I'm getting a ResourceWarning in every unit test I run on Spark like this:
/opt/conda/lib/python3.9/socket.py:775: ResourceWarning: unclosed <socket.socket fd=6, family=AddressFamily.AF_INET, type=SocketKind.SOCK_STREAM, proto=6, laddr=('127.0.0.1', 37512), raddr=('127.0.0.1', 38975)>
self._sock = None
ResourceWarning: Enable tracemalloc to get the object allocation traceback
I tracked it down to DataFrame.toPandas()
. Example:
import unittest
from pyspark.sql import SparkSession
class PySparkTestCase(unittest.TestCase):
def test_convert_to_pandas_df(self):
spark = SparkSession.builder.master("local[2]").getOrCreate()
rawData = spark.range(10)
print("XXX 1")
pdfData = rawData.toPandas()
print("XXX 2")
print(pdfData)
if __name__ == '__main__':
unittest.main(verbosity=2)
You'll see the 2 ResourceWarnings just before the XXX 2
output line.
However, if you run the same code outside unittest, you won't get the resource warning!

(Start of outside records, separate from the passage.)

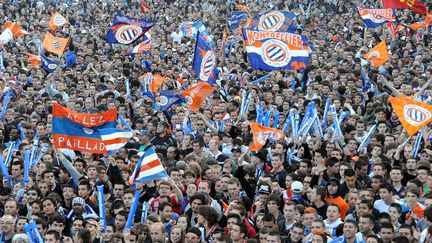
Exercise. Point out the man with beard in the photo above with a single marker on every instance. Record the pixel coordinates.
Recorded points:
(33, 195)
(334, 197)
(349, 232)
(163, 140)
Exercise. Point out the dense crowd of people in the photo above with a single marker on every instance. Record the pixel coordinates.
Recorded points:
(305, 189)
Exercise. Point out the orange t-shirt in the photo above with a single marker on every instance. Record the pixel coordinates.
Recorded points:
(343, 206)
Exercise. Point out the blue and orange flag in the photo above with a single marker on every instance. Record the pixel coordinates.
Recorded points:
(54, 44)
(378, 55)
(196, 95)
(205, 61)
(16, 29)
(126, 30)
(57, 20)
(149, 168)
(276, 50)
(414, 5)
(34, 60)
(144, 46)
(80, 131)
(281, 21)
(374, 18)
(413, 114)
(261, 134)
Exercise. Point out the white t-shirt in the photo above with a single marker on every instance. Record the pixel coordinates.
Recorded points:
(381, 206)
(331, 227)
(177, 37)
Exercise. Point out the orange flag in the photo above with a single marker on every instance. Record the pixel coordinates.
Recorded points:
(417, 25)
(16, 29)
(413, 114)
(34, 60)
(156, 83)
(196, 95)
(261, 134)
(378, 55)
(55, 45)
(428, 19)
(57, 20)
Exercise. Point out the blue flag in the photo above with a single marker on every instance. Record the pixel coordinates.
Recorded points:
(276, 50)
(234, 21)
(48, 64)
(205, 61)
(126, 30)
(273, 20)
(167, 98)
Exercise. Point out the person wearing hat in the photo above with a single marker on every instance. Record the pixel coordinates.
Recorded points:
(258, 159)
(91, 223)
(193, 235)
(162, 140)
(334, 197)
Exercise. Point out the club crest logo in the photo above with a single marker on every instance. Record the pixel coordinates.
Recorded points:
(128, 34)
(416, 115)
(271, 21)
(207, 65)
(275, 53)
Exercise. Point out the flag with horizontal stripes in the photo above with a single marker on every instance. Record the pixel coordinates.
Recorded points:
(148, 168)
(57, 20)
(115, 138)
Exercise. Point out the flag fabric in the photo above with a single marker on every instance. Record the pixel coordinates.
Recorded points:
(413, 114)
(417, 25)
(428, 19)
(144, 46)
(280, 21)
(261, 134)
(48, 64)
(374, 18)
(196, 95)
(378, 55)
(243, 8)
(126, 30)
(190, 29)
(54, 44)
(144, 6)
(79, 131)
(237, 18)
(168, 98)
(115, 138)
(223, 44)
(205, 61)
(34, 60)
(276, 50)
(414, 5)
(57, 20)
(16, 29)
(149, 168)
(6, 36)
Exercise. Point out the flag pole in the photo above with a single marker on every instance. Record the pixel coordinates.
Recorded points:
(364, 35)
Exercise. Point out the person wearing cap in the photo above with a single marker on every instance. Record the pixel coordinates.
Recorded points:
(334, 197)
(162, 140)
(143, 144)
(258, 159)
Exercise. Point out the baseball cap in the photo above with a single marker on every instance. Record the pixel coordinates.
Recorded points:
(91, 219)
(297, 187)
(333, 181)
(78, 200)
(236, 149)
(195, 231)
(164, 123)
(264, 188)
(144, 133)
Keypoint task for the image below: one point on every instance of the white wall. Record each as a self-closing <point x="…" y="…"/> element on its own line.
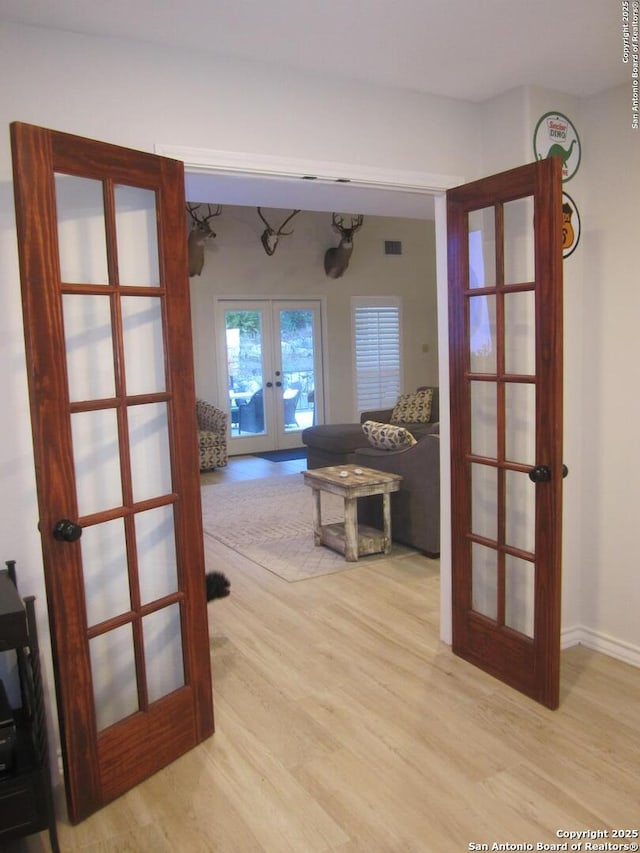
<point x="609" y="312"/>
<point x="140" y="95"/>
<point x="236" y="265"/>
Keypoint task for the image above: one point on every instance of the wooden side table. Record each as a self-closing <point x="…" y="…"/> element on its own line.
<point x="351" y="483"/>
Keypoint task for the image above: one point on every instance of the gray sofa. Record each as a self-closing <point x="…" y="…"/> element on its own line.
<point x="336" y="444"/>
<point x="415" y="509"/>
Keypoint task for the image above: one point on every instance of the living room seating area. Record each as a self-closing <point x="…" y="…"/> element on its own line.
<point x="402" y="440"/>
<point x="212" y="435"/>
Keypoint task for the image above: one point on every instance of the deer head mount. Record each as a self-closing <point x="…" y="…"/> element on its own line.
<point x="336" y="260"/>
<point x="270" y="237"/>
<point x="200" y="232"/>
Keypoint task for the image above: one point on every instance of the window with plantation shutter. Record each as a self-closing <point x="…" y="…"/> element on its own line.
<point x="377" y="349"/>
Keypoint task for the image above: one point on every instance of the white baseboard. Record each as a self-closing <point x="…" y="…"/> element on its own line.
<point x="601" y="643"/>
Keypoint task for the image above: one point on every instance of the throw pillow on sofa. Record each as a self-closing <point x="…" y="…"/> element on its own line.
<point x="413" y="408"/>
<point x="387" y="436"/>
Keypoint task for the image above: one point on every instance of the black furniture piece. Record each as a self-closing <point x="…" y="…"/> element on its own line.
<point x="251" y="415"/>
<point x="26" y="796"/>
<point x="290" y="400"/>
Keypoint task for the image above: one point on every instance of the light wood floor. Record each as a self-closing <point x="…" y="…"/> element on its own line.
<point x="343" y="724"/>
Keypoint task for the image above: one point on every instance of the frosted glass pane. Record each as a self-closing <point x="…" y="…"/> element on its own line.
<point x="484" y="501"/>
<point x="89" y="347"/>
<point x="520" y="423"/>
<point x="104" y="564"/>
<point x="484" y="580"/>
<point x="482" y="248"/>
<point x="81" y="230"/>
<point x="520" y="511"/>
<point x="137" y="235"/>
<point x="163" y="652"/>
<point x="519" y="243"/>
<point x="519" y="333"/>
<point x="519" y="595"/>
<point x="97" y="460"/>
<point x="143" y="344"/>
<point x="483" y="419"/>
<point x="482" y="334"/>
<point x="149" y="442"/>
<point x="114" y="676"/>
<point x="155" y="538"/>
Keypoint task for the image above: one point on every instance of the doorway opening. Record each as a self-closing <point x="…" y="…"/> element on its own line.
<point x="281" y="182"/>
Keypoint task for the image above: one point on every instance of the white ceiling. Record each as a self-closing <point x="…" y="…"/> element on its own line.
<point x="469" y="49"/>
<point x="466" y="49"/>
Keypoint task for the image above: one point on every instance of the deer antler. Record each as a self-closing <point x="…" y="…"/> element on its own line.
<point x="336" y="259"/>
<point x="203" y="220"/>
<point x="270" y="237"/>
<point x="199" y="234"/>
<point x="356" y="223"/>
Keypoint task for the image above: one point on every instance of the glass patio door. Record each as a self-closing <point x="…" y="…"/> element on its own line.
<point x="272" y="371"/>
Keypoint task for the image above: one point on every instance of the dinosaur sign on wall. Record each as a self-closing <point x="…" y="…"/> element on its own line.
<point x="555" y="136"/>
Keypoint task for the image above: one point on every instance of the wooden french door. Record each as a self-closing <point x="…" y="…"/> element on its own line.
<point x="103" y="264"/>
<point x="505" y="318"/>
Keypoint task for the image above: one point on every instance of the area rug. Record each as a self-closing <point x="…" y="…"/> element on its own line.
<point x="269" y="521"/>
<point x="283" y="455"/>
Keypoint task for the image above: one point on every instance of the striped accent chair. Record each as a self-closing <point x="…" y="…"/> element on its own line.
<point x="212" y="435"/>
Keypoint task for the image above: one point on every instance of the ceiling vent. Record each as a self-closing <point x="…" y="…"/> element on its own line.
<point x="393" y="247"/>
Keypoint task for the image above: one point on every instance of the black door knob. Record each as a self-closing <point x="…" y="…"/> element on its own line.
<point x="66" y="531"/>
<point x="540" y="474"/>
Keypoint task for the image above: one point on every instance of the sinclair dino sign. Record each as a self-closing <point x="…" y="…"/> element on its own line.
<point x="554" y="136"/>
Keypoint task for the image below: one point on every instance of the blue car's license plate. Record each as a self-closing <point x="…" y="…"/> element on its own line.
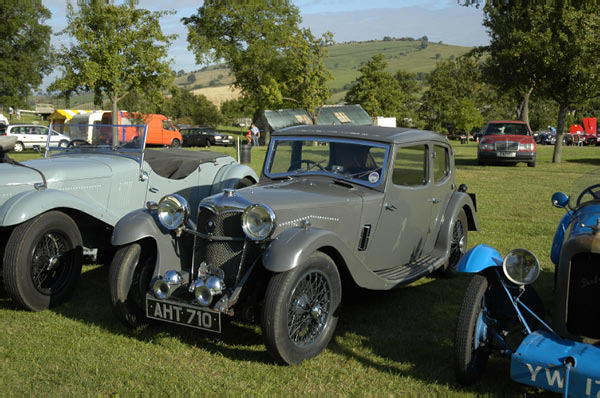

from pyspark.sql import SparkSession
spark = SparkSession.builder.master("local[2]").getOrCreate()
rawData = spark.range(10)
print("XXX 1")
pdfData = rawData.toPandas()
print("XXX 2")
print(pdfData)
So, is unittest doing something to cause this resource warning in toPandas()
? I appreciate I could hide the resource warning (e.g., see here or here), but I'd rather not get the resource warning in the first place!